As expected from results in acute vs. chronic monoinfected patients, co-infected patients with acute HCV tend to have better SVR rates than those with chronic infection. Rates in published trials vary from 53 to 82% [44, 45]. Very little information is available on DAAs in the treatment of acute HCV. Fierer presented the preliminary results of a small study with telaprevir at CROI 2013. Eighty-five per cent (17/20) patients treated with 12 weeks of PEG-IFN/RBV and telaprevir achieved SVR4 [46].


Studies clearly show that DAAs will change the face of treatment in patients with HIV/HCV coinfection.
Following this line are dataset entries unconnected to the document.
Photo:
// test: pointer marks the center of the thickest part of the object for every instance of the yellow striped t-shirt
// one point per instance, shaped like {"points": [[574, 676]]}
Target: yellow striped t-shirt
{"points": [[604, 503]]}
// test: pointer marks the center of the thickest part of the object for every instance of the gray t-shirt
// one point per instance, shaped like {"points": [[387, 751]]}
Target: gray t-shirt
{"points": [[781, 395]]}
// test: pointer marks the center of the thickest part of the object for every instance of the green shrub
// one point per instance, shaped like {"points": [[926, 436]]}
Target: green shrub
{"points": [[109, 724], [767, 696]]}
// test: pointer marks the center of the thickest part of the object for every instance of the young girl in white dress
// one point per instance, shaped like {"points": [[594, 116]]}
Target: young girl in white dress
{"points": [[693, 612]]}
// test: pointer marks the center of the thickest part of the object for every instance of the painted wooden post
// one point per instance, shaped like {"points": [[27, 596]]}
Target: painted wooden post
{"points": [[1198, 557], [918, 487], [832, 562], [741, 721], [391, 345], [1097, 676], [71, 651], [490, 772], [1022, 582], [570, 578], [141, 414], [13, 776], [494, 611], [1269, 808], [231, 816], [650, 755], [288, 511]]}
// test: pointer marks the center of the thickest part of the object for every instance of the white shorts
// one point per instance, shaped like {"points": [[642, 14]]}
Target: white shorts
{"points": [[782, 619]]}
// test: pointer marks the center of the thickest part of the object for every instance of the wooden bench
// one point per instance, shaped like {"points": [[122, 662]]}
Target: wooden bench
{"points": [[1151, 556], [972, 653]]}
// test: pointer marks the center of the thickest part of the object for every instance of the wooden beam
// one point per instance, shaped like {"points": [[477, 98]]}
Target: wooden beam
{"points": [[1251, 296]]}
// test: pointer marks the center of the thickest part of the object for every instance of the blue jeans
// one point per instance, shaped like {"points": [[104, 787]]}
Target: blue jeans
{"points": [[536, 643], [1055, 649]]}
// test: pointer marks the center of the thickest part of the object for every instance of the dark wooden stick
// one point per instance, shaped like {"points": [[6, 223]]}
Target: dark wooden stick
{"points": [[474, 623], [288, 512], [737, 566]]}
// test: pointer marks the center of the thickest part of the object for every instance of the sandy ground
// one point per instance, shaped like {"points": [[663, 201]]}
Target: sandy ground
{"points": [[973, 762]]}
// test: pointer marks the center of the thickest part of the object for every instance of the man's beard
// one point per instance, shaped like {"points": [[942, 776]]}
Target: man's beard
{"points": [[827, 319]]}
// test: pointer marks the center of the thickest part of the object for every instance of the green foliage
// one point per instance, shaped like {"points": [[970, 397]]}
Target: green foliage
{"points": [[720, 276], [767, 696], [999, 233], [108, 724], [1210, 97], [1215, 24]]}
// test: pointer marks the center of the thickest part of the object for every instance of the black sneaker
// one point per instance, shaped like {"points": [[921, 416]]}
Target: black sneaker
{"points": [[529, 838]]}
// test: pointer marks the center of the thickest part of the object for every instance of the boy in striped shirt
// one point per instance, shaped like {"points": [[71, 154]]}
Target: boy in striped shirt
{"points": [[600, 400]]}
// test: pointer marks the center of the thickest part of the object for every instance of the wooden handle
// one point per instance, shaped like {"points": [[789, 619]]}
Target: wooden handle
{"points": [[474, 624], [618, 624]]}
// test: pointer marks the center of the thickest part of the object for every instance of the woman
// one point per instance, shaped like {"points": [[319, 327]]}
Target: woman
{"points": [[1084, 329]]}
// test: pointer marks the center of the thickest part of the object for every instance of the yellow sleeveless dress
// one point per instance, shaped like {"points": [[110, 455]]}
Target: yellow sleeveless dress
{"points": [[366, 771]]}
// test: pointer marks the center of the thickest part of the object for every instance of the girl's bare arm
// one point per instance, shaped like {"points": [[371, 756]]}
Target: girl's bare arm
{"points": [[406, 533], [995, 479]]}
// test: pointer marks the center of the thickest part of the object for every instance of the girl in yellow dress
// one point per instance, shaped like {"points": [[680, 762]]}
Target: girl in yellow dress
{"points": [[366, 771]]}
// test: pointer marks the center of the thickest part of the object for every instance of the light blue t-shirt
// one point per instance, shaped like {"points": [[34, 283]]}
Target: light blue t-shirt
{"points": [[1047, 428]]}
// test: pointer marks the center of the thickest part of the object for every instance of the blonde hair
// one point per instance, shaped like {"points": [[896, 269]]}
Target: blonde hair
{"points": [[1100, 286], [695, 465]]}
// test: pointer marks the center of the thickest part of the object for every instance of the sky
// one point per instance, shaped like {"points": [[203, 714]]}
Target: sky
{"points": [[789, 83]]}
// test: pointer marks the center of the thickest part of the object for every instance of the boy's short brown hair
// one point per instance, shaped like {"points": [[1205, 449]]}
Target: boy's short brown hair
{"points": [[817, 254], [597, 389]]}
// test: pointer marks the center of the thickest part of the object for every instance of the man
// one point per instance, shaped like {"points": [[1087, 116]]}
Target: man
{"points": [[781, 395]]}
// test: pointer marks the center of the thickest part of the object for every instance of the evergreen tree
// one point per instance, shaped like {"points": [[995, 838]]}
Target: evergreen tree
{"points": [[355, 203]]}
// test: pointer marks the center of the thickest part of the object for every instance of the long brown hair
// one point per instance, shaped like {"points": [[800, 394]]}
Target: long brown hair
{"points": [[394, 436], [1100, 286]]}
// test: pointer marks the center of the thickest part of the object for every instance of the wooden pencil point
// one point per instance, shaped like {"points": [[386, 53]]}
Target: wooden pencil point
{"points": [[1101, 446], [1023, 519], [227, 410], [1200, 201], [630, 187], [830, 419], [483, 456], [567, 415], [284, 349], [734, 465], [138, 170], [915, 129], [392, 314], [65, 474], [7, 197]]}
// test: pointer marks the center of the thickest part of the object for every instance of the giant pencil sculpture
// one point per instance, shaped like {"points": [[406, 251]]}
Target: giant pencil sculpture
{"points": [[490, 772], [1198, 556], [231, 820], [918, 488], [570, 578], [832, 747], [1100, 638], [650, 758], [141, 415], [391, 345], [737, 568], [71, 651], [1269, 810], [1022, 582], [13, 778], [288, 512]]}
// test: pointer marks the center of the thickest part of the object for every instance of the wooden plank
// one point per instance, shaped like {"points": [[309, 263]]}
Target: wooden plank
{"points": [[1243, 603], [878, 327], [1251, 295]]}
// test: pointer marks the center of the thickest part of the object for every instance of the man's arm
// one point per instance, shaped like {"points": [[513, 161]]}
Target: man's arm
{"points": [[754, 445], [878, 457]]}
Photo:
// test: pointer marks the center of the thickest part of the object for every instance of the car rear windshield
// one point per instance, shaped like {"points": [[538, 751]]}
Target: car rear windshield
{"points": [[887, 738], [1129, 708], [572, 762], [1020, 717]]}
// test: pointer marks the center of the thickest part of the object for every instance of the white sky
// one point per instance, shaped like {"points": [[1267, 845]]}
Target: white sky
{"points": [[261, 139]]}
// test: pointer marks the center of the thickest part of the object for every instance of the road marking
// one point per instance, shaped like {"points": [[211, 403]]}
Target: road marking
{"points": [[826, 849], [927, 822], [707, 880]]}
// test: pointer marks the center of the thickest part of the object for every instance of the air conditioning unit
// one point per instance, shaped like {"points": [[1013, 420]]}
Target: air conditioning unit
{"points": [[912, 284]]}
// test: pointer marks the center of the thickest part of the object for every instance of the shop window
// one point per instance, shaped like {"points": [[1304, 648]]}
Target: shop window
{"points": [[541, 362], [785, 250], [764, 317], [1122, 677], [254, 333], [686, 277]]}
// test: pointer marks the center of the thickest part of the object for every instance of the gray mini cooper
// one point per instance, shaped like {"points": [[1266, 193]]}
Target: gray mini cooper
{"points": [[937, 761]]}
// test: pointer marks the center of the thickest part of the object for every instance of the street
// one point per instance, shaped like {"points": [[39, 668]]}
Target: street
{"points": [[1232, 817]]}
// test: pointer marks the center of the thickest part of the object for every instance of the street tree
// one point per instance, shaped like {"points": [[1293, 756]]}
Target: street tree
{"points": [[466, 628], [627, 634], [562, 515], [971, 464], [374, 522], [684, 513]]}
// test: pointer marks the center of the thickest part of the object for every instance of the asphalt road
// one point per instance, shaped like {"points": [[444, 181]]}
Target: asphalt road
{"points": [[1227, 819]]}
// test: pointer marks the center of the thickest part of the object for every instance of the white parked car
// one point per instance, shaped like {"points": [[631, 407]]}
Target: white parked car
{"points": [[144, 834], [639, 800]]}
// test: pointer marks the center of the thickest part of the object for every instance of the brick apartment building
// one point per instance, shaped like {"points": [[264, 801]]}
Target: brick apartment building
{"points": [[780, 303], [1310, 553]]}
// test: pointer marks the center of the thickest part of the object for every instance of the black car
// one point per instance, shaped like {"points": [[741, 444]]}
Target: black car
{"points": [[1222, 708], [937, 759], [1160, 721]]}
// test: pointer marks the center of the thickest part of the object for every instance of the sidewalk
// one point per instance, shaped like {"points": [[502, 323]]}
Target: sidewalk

These new agents seem to fill in the gap in treatment outcomes between co- and mono-infected patients. Adverse events with telaprevir and boceprevir must be managed, but do not appear to be more important in co-infected patients and side effect profiles, at least for haematological effects will probably be less severe.

Drug–drug interactions are a real issue. Compatible options of ARV and antiviral combinations are limited. This review only discussed trials on co-infection with available or soon to be available data. In the up-coming era of an interferon-free regimen, treatment will probably combine many DAA's, increasing the chance of drug–drug interactions.

Another potential issue in the management of co-infected patients will be access to treatment. Specific approval by agencies such as the FDA, European Medicine Agency or Health Canada for this population will be required to insure reimbursement of drugs by insurance companies.


Valérie Martel-Laferrière has nothing to disclose. Douglas T. Dieterich serves as a paid lecturer, consultant and for his service on scientific advisory boards for Gilead Sciences, Boehringer Ingelheim, Novartis, Vertex Pharmaceuticals, Achillion, Tibotec, Merck, Genentech and Hoffman-La Roche, Inc. and Bristol-Myers Squibb.